I know someone whose answer to every one of these questions is “Liberal democracy!” That’s it. That’s his answer. If you ask the obvious question of “How well have liberal democracies performed, historically, on problems this tricky?” or “What if liberal democracy does something stupid?” then you’re an autocrat, or libertopian, or otherwise a very very bad person. No one is allowed to question democracy.
I once called this kind of thinking “the divine right of democracy.” But it is more precise to say that “Democracy!” functioned for him as a semantic stopsign. If anyone had said to him “Turn it over to the Coca-Cola corporation!” he would have asked the obvious next questions: “Why?

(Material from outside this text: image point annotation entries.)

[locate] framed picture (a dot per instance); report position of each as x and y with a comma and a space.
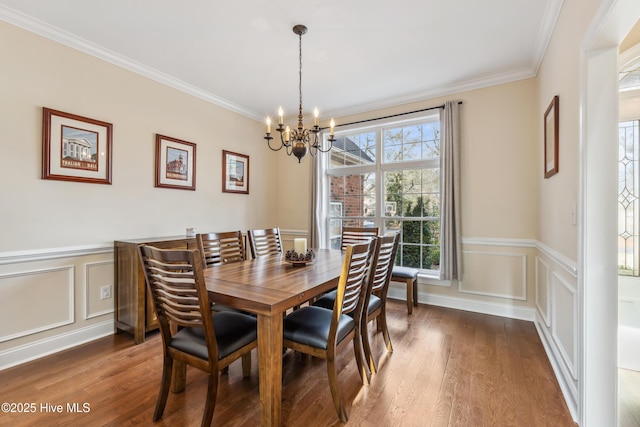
175, 163
75, 148
235, 172
551, 117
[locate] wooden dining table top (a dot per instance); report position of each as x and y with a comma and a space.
269, 285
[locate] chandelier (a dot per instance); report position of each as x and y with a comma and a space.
299, 141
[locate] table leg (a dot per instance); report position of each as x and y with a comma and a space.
270, 366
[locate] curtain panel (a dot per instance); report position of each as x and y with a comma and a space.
450, 234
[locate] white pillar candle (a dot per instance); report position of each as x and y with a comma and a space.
300, 246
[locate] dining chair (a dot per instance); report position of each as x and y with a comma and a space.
353, 235
190, 332
375, 296
265, 242
322, 333
221, 248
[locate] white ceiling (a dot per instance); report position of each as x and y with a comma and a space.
357, 55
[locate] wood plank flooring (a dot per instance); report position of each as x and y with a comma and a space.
448, 368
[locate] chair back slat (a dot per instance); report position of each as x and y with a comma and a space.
265, 242
353, 280
355, 235
221, 248
383, 262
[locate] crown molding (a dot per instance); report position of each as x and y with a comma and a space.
58, 35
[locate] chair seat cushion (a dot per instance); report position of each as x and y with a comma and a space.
374, 303
404, 272
310, 326
233, 331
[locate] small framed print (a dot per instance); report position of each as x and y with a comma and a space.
175, 163
75, 148
235, 172
551, 119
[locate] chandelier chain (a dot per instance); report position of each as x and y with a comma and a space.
301, 140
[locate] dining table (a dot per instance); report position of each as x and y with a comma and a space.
269, 286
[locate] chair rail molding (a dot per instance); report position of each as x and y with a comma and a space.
16, 257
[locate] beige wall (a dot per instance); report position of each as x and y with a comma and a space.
57, 237
37, 213
500, 162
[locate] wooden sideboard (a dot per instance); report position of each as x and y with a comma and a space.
134, 311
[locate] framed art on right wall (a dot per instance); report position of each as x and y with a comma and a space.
551, 118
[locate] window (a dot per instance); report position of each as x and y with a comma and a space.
388, 176
628, 193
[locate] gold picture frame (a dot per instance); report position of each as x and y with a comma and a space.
235, 172
551, 147
75, 148
175, 163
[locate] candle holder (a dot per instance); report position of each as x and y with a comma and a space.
298, 259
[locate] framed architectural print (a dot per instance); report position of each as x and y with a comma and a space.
75, 148
551, 117
175, 163
235, 172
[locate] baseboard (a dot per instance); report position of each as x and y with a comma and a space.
35, 350
502, 310
563, 376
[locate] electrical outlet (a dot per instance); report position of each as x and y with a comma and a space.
105, 292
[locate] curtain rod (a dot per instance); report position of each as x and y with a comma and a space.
391, 116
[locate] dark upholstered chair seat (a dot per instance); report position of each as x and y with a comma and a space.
233, 331
404, 272
310, 326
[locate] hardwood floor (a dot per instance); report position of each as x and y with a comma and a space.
448, 368
628, 398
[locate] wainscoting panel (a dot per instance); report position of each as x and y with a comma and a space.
564, 323
629, 311
98, 275
543, 300
496, 274
41, 299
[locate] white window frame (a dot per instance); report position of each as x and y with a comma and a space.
379, 168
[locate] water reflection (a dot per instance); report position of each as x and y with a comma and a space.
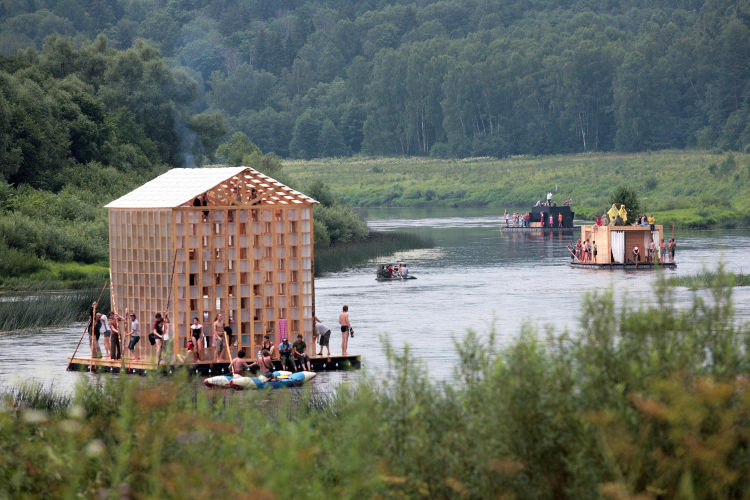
475, 278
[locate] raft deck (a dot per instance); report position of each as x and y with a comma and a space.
546, 229
335, 362
639, 267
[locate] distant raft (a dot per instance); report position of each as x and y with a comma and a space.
396, 278
285, 379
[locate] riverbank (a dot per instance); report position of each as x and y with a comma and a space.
694, 189
625, 390
49, 309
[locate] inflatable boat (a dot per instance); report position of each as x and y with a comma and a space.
284, 379
396, 278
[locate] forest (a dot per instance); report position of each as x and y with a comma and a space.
99, 96
442, 78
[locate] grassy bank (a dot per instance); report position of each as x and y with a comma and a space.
59, 276
48, 309
650, 401
690, 188
377, 244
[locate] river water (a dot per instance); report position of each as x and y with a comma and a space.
475, 278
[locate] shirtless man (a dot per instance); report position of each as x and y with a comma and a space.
218, 337
671, 246
159, 330
345, 327
239, 364
323, 333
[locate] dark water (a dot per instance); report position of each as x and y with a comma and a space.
476, 278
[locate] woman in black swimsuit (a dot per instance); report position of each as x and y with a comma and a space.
196, 330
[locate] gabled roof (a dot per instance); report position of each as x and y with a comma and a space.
225, 185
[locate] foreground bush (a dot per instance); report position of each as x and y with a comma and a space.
650, 401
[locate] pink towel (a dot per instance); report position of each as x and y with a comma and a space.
283, 331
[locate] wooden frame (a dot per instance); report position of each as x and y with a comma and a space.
248, 254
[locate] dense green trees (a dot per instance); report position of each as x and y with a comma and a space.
82, 125
444, 77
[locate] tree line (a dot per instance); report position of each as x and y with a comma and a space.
442, 78
81, 126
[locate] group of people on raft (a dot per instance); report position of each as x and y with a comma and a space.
583, 251
400, 271
119, 331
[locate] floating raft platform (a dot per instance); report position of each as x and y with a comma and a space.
629, 267
520, 229
143, 367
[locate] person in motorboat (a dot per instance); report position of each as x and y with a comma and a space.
382, 271
403, 271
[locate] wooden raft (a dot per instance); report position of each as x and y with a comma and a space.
142, 367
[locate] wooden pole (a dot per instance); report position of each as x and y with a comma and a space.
87, 327
166, 312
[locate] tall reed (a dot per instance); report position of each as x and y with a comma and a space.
48, 309
643, 400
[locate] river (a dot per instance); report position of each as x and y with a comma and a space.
475, 278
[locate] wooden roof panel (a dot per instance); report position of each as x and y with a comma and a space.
180, 186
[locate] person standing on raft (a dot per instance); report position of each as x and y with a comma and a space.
345, 328
324, 335
218, 337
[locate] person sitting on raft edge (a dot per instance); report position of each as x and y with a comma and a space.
239, 364
265, 364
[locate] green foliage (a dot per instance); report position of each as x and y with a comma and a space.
627, 197
678, 186
641, 400
48, 309
480, 78
237, 149
342, 224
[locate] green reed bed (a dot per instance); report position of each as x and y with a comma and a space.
377, 244
643, 400
48, 309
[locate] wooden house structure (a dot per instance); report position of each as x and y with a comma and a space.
615, 245
205, 241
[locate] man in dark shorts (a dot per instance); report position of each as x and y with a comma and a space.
285, 350
300, 353
324, 335
134, 335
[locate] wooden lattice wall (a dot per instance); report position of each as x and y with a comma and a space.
253, 262
141, 255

What will the Coca-Cola corporation do about it? Why should we trust them? Have they done well in the past on equally tricky problems?”
Or suppose that someone says, “Mexican-Americans are plotting to remove all the oxygen in Earth’s atmosphere.” You’d probably ask, “Why would they do that? Don’t Mexican-Americans have to breathe too? Do Mexican-Americans even function as a unified conspiracy?” If you don’t ask these obvious next questions when someone says, “Corporations are plotting to remove Earth’s oxygen,” then “Corporations!” functions for you as a semantic stopsign.
Be careful here not to create a new generic counterargument against things you don’t like—“Oh, it’s just a stopsign!” No word is a stopsign of itself; the question is whether a word has that effect on a particular person. Having strong emotions about something doesn’t qualify it as a stopsign. I’m not exactly fond of terrorists or fearful of private property; that doesn’t mean “Terrorists!” or “Capitalism!” are cognitive traffic signals unto me. (The word “intelligence” did once have that effect on me, though no longer.) What distinguishes a semantic stopsign is failure to consider the obvious next question.